One of the mosques that ISNA owned was the Islamic Society of Boston, which was founded by someone we already mentioned above, Abdurahman Alamoudi. Alamoudi, who was also a Director of CAIR, was the Washington DC regional representative for ISNA.

Today, Alamoudi is serving a 23 year sentence in federal prison after being convicted on terrorism charges.

Finally, this is not the first time that NPR has done CAIR’s bidding.

In the September 26th 2001, article entitled “Despite Terror Attacks, NPR maintains blacklist of Leading Terror expert” written by the Committee for Accuracy in Middle East Reporting in America (CAMERA) they state that Steven Emerson, expert on terrorism and Islamic extremism is that since 1998 publicly funded National Public Radio has blacklisted Mr. Emerson. Ironically enough, NPR’s ban came to light just after US cruise missile strikes against Osama bin Laden’s organization, which had been implicated in suicide bomb attacks on US embassies in Africa.

Covering the strike, NPR’s Talk of the Nation program on August 20, 1998 briefly interviewed Emerson, spurring an immediate and furious reaction from CAIR and its followers.
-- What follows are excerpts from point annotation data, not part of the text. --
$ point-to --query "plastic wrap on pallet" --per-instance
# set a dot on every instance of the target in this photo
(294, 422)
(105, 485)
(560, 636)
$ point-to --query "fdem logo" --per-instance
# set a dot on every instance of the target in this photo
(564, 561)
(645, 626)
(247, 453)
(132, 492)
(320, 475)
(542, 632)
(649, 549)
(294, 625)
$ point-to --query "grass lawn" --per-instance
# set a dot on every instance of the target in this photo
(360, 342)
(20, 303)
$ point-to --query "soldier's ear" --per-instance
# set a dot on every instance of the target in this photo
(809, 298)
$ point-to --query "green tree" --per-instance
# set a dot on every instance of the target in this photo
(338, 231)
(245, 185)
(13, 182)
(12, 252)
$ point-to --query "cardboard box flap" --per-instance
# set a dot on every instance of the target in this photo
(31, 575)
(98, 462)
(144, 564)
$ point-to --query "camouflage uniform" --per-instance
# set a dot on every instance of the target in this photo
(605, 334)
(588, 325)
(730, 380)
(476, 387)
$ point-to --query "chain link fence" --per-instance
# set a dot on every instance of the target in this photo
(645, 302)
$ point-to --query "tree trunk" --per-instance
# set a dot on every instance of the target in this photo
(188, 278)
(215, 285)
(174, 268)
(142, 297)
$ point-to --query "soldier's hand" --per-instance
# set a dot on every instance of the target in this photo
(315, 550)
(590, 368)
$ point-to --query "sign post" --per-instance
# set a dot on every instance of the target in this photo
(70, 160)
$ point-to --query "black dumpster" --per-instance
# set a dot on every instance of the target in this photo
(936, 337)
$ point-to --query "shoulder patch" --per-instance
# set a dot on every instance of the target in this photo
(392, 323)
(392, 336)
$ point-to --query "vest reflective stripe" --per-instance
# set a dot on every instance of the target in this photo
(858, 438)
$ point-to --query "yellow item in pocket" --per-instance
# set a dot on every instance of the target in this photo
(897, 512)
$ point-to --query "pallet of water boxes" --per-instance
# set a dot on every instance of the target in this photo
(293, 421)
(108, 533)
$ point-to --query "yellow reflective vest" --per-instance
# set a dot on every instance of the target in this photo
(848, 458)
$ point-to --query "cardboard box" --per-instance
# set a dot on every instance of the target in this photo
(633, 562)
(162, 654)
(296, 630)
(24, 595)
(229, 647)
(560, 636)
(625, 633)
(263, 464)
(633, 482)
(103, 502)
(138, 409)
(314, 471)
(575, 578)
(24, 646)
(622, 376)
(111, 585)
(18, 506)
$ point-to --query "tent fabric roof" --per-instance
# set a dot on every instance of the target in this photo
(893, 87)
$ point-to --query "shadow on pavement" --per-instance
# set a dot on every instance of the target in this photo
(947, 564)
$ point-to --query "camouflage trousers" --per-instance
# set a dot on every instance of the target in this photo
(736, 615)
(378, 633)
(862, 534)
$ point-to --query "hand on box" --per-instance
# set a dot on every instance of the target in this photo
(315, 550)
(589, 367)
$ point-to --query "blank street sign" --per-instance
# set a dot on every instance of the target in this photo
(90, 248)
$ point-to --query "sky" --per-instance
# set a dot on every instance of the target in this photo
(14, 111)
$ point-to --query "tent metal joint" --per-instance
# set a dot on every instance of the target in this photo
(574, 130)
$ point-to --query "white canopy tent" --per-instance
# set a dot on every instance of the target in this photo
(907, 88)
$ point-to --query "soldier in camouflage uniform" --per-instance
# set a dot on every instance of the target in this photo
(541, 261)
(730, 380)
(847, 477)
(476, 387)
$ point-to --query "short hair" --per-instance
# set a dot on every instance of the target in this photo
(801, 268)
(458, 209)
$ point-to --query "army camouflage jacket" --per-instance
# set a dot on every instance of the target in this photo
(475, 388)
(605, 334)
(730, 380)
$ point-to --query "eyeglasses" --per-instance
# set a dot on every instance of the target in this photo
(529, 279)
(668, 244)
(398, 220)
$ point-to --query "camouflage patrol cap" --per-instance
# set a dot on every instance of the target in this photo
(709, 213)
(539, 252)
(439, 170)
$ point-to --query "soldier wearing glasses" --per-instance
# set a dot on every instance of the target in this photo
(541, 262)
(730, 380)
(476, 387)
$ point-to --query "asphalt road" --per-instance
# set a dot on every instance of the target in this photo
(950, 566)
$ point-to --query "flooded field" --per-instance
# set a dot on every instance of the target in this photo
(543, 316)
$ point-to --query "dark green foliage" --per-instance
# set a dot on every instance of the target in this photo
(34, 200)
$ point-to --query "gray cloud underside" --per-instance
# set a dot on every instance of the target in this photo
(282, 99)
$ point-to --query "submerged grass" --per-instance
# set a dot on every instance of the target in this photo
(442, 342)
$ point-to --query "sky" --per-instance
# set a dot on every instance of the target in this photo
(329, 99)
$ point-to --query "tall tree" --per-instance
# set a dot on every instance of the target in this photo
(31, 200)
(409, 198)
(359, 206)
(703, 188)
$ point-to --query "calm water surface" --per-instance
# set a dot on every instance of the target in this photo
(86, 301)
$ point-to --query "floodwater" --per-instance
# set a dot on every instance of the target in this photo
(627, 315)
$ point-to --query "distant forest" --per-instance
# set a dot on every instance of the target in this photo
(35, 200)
One of those followers, Chicago-based activist Ali Abunimah, had, after a previous Emerson appearance on NPR, received assurances that Mr. Emerson would be banned from the network.

As NPR’s Michael Fields put it, Emerson’s appearance had been a “mistake” and “it won’t happen again.”

When, on August 20 Emerson did again appear, Abunimah e-mailed NPR producer Ellen Silva, stating that he was:

“shocked and disappointed that TOTN had Steven Emerson on its call in show today as a guest. Mr. Emerson is a well-documented anti-Arab, anti-Muslim racist. … Last time, I accepted the explanation that it had been an innocent error. But how many errors can be innocent? This is a very serious matter and will require an appropriate response…. We will be listening very carefully, and pursuing this matter further. Ali Abunimah.”

The next day Ms. Silva sent the following servile reply:

“thank you for your letter. our executive producer was in charge of that decision…not me… i take your point and extend an apology to you from the staff of totn. please take care, -ellen”

When Abunimah objected that an apology was not enough, NPR’s Silva did not disappoint the pro-Arab activist, assuring him:

“… you have my promise he [Emerson] won’t be used again. it is npr policy.”

After this correspondence came to light, senior NPR official Jeffrey Dvorkin (now the network’s ombudsman) insisted that Silva misspoke, and that:

“… there never was and never will be a policy of banning or blacklisting at NPR… Mr. Emerson is not “banned”, and in fact we anticipate that he will be on NPR again at an appropriate time.”

The “appropriate time” apparently has yet to arrive, for, even now, after Emerson’s warnings have come true, and we have seen thousands of Americans killed by Islamic-extremists, NPR’s defacto blacklist is still in effect. In the last few days Emerson has been interviewed by CBS, Fox News, MSNBC and many other media outlets, but not NPR, depriving the publicly-funded network’s listeners of his unique insights into the grave problems that our nation must now confront.